# Build a Recommendation System for Purchase Data

The scope of this notebook is 

- Prepare the Scoring Function
- Unit Test the Score
- Build Flask Scoring App and deploy as a Web End point
- Build Dash App and deploy as Interactive Web Services

The Business case is an mobile app allowing its customers to place orders before they even have to walk into the store.
When a customer first taps on the “order” page, we may recommend 

- Personalized recommendation with ranked list of items (product IDs) that the user is most likely to want to put in his/her (empty) “basket”

Assuming that the scenario is ModelOps 0. 

Then: 

1. Data scientists hand over a trained model as an artifact to the engineering team for deployement
2. The handoff can include putting the trained model in the models registry
3. The Scoring process is in Batch on a sigle EC2 instance

We have to reproduce the required development enviroment

0. We get the last version of Champion Model (optional)

1. Define Scoring Functions: Batch scoring is the main assumption

    - Define the get_top_items function 
    - Define the get_top_n_ui function
    
2. Unit Test 

3. Deploy Model as Scoring Web EndPoint

4. Deploy Model as Interactive Web Service


## Settings

### Import libraries

In [1]:
#Data
import sqlalchemy as sql

#Data Science
import numpy as np
import pandas as pd
import sklearn
import scipy
import surprise
from surprise import dump

#Model Tracking
import mlflow
from mlflow.tracking import MlflowClient

#ML engineering
import flask
from flask import jsonify

#Utils
import os
import glob
import shutil
import logging
from collections import defaultdict
import configparser
import json
import pickle
import unittest
import docker
import pprint
import time
import requests

#Settings
from pprint import pprint
pd.set_option('display.max_rows', 500)
pd.set_option('display.max_columns', 500)
pd.set_option('display.width', 1000)

import warnings
warnings.filterwarnings("ignore")

### Set enviroment variables

In [2]:
# Enviroment variables
outmodels = '../models/'
app_folder = '../src/score_app'
dash_folder = '../dash_app'

# Set dbconnection variables
dbconnPath = './dbconn.properties'
config = configparser.RawConfigParser()
config.read(dbconnPath)
params = config
db_host=params.get('CONN', 'host')
db_port=params.get('CONN', 'port')
db_user=params.get('CONN', 'user')
db_pwd=params.get('CONN', 'password')
db_name=params.get('CONN', 'database')

# Set connection string
connection_str = f'mysql+pymysql://{db_user}:{db_pwd}@{db_host}:{db_port}/{db_name}'

### Download Model Artefact from Mlflow server

In [None]:
client = MlflowClient()
for regmodel in client.list_registered_models():
    regmodel_info = dict(regmodel)

# pprint(regmodel_info, indent=3)

champion=client.get_registered_model('Champion')
championid=champion.latest_versions[-1].run_id

art_list = [arts.path for arts in client.list_artifacts(championid, path=None)]

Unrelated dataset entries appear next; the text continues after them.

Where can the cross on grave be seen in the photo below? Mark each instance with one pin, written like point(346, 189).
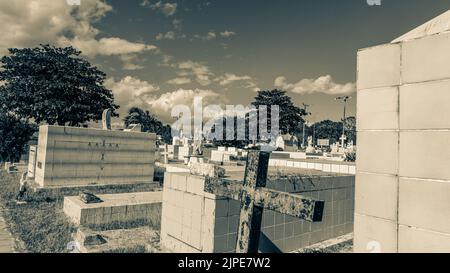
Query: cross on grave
point(254, 198)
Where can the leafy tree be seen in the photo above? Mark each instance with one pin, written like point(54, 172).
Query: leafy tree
point(328, 129)
point(53, 85)
point(228, 131)
point(290, 115)
point(149, 123)
point(14, 135)
point(350, 129)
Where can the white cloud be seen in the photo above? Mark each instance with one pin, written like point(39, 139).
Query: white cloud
point(167, 9)
point(177, 24)
point(27, 23)
point(166, 36)
point(210, 36)
point(106, 46)
point(323, 84)
point(179, 81)
point(167, 101)
point(231, 78)
point(130, 62)
point(227, 34)
point(201, 72)
point(129, 91)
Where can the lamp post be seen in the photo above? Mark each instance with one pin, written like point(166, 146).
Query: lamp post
point(305, 107)
point(343, 99)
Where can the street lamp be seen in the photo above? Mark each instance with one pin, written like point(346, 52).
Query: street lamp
point(305, 106)
point(343, 99)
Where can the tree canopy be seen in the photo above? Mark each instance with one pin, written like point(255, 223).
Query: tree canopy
point(53, 85)
point(14, 135)
point(291, 116)
point(148, 122)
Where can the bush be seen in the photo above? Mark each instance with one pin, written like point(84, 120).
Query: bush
point(40, 224)
point(350, 157)
point(14, 134)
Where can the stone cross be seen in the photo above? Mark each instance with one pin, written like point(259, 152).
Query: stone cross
point(106, 119)
point(254, 198)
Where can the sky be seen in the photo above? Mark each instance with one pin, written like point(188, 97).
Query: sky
point(158, 54)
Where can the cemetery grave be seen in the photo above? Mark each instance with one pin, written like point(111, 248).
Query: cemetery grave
point(197, 221)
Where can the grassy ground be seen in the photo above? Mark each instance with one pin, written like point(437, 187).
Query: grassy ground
point(40, 224)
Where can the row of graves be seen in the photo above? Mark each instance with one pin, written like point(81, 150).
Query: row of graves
point(106, 181)
point(106, 176)
point(324, 150)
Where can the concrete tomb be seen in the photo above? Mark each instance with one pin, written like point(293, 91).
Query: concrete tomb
point(195, 220)
point(74, 157)
point(115, 210)
point(403, 179)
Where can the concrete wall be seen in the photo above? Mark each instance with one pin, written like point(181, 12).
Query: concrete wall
point(195, 221)
point(402, 182)
point(319, 165)
point(116, 210)
point(69, 156)
point(32, 161)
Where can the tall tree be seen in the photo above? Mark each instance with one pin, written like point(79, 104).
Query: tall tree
point(350, 129)
point(148, 122)
point(327, 129)
point(290, 115)
point(53, 85)
point(14, 135)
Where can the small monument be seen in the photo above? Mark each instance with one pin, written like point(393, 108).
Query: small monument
point(106, 119)
point(310, 149)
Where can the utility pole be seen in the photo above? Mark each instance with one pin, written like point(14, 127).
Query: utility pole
point(305, 107)
point(343, 99)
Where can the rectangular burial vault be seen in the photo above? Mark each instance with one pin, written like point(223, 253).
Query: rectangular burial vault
point(194, 221)
point(70, 157)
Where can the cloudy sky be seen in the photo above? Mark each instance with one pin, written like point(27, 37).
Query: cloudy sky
point(158, 54)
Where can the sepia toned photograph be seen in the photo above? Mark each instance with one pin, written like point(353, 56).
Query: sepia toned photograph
point(222, 126)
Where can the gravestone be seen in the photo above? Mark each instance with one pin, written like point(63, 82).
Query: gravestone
point(254, 198)
point(32, 161)
point(106, 119)
point(74, 157)
point(403, 178)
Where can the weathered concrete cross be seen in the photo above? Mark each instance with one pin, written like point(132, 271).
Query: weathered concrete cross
point(254, 197)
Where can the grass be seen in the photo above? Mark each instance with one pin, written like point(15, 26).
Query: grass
point(40, 224)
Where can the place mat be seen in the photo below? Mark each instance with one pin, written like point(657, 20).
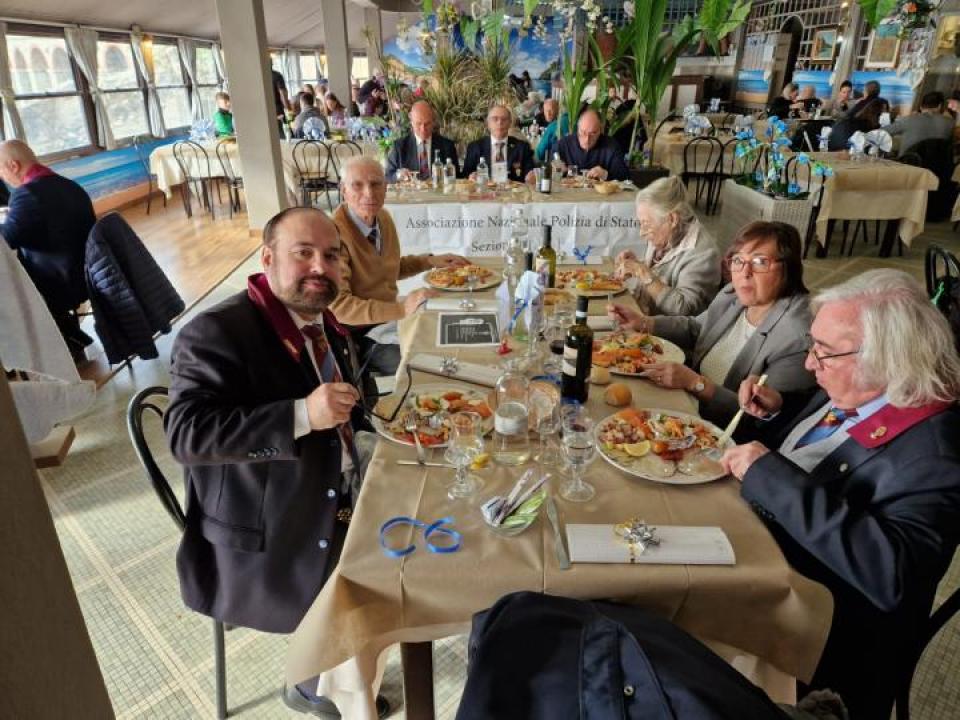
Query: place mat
point(678, 546)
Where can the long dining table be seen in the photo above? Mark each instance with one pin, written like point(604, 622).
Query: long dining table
point(770, 622)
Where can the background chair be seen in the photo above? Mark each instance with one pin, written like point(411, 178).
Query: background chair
point(141, 403)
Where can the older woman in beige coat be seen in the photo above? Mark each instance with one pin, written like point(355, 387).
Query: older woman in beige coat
point(680, 270)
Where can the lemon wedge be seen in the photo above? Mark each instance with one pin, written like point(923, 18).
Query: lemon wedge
point(637, 449)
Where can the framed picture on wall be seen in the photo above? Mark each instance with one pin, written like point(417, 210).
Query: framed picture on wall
point(883, 49)
point(824, 45)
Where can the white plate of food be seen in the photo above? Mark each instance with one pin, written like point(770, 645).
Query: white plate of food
point(625, 352)
point(429, 401)
point(455, 279)
point(660, 445)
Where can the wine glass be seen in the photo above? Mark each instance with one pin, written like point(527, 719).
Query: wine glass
point(464, 444)
point(579, 448)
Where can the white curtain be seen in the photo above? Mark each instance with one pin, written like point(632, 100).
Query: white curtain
point(291, 72)
point(143, 54)
point(221, 68)
point(6, 91)
point(188, 53)
point(82, 43)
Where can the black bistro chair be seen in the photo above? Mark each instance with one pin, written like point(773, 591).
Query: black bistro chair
point(143, 402)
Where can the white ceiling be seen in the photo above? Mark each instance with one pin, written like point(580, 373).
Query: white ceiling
point(295, 23)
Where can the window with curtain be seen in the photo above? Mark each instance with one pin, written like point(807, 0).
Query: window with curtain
point(123, 93)
point(207, 80)
point(47, 93)
point(171, 88)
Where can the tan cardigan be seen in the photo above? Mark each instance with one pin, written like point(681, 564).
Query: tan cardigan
point(368, 291)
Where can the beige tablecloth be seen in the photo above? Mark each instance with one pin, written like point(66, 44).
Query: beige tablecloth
point(759, 608)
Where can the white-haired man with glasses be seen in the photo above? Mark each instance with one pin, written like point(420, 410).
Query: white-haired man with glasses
point(862, 490)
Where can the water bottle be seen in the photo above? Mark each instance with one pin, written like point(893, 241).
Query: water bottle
point(511, 439)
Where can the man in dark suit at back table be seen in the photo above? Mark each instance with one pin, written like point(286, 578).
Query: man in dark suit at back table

for art_path in art_list: 
    client.download_artifacts(championid, art_path, outmodels)

### Analyze the Model Artifact

In [None]:
modelpkl = [modelpath for modelpath in glob.glob(outmodels + 'model/*.pkl')][0]
modelpkl

predictions, algo = dump.load(modelpkl)

print('\n')
print('Sample of Predictions: ')
print('\n', predictions[0:10])
print('\n', 'Number of predictions:', len(predictions))

## Machine Learning Engineering

### Scoring Function

We have to return Top 10 Recommended Items by userid

#### Define the scoring function

In [None]:
def get_top(predictions, n=10):
    
    '''
    Returns the the top-N recommendation from a set of predictions
    
    '''
    # First map the predictions to each user.
    top_n = defaultdict(list)
    for uid, iid, true_r, est, _ in predictions:
        top_n[uid].append((iid, est))
        
    # Then sort the predictions for each user and retrieve the k highest ones.
    for uid, user_ratings in top_n.items():
        user_ratings.sort(key=lambda x: x[1], reverse=True)
        top_n[uid] = user_ratings[:n]
        
    return top_n

def get_top_n_ui(top, uid):
    try:
        top_n_ui = [[iid for (iid, _) in user_ratings] for UID, user_ratings in top.items() if UID==uid][0]
        return top_n_ui
    except ValueError: # user was not part of the trainset
        return 0

#### Unit test

In [None]:
class TestScoreFunction(unittest.TestCase):
    
    def setUp(self):
        self.testcase = "100"
        self.expected = ['6', '118', '67', '27', '0', '51', '282', '62', '24', '201']
    
    def test_empty(self):
        self.assertTrue(bool(get_top_n_ui(get_top(predictions), self.testcase)))

    def test_basic(self):
        self.assertEqual(get_top_n_ui(get_top(predictions), self.testcase), self.expected)
        
unittest.main(argv = ['first-arg-is-ignored'], exit = False)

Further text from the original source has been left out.